The first of Arlington County's black firefighters - members of the Hall's Hill Volunteer Fire Department and the paid men at Station No. 8 - grappled with taunts and inequities in the days of Jim Crow, according to Arlington Public Library records.

In a 2008 oral history compiled by the library,  retired fire lieutenant 
Hartman Reed said: ``We were a segregated station and for some reason, the feeling during those years was that they wouldn’t involve us in things that were outside of our jurisdiction too often.”

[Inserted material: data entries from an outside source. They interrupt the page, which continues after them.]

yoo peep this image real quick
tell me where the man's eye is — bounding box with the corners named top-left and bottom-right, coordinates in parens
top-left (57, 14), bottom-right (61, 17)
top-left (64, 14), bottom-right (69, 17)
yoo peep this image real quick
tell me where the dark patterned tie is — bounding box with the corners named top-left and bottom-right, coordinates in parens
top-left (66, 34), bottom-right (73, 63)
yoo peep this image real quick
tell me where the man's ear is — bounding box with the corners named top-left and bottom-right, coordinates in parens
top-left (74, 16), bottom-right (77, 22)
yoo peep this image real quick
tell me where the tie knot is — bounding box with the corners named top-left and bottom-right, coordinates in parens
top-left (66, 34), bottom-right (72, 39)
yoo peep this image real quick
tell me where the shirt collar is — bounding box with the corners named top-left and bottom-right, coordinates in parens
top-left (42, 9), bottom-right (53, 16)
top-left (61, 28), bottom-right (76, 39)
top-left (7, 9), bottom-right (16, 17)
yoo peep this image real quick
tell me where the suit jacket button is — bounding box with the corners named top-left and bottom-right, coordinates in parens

On runs outside Hall's Hill, the firefighters would be subjected to insults and slurs from the people they were trying to aid,  including a man whose home was on fire and a drunkard with a broken ankle, Reed said in the library's oral history. ``We were trying to help him but it didn’t make no difference,” he said.


In a bizarre incident, George Lincoln Rockwell,  leader of  the American Nazi Party, visited the firehouse to discuss his plan to pay African-Americans to move Africa, Reed said. (Rockwell's party was headquartered in Arlington.)


When Station No. 8 was racially integrated in the early 1960s, Alfred Clark, the county's first African American fire captain, faced a mutiny by some of the white firefighters who said they ``
would not serve under a ‘Ni…’ and even wrote it on the chalkboard,'' according to Clark's daughter, Kitty. 

``The battalion chief came up, ordered it removed, and told the white firefighters they will serve and respect Captain Clark,'' Kitty said.

The library said the original paid firefighters assigned to Station No. 8, in order of hire, were 
Alfred Clark, Julian Syphax, George McNeal, Archie Syphax, Hartman Reed, James K. Jones, Carroll Deskins, Henry Vincent, Carl Cooper, Ervin Richardson, Jimmy Terry, Wilton Hendricks, Bill Warrington and Bobby Hill.

Another brigade of black firefighters served 
Queen City, a long-gone black community  in East Arlington. ``We needed one, so (the residents) had dinners and parties and whatnot and they bought an engine and built the fire station," Eddie Corbin, who lived Queen City, recalled at a library event in 2011. There's little doubt Queen City's firefighters dealt with the same obstacles as the men of Hall's Hill.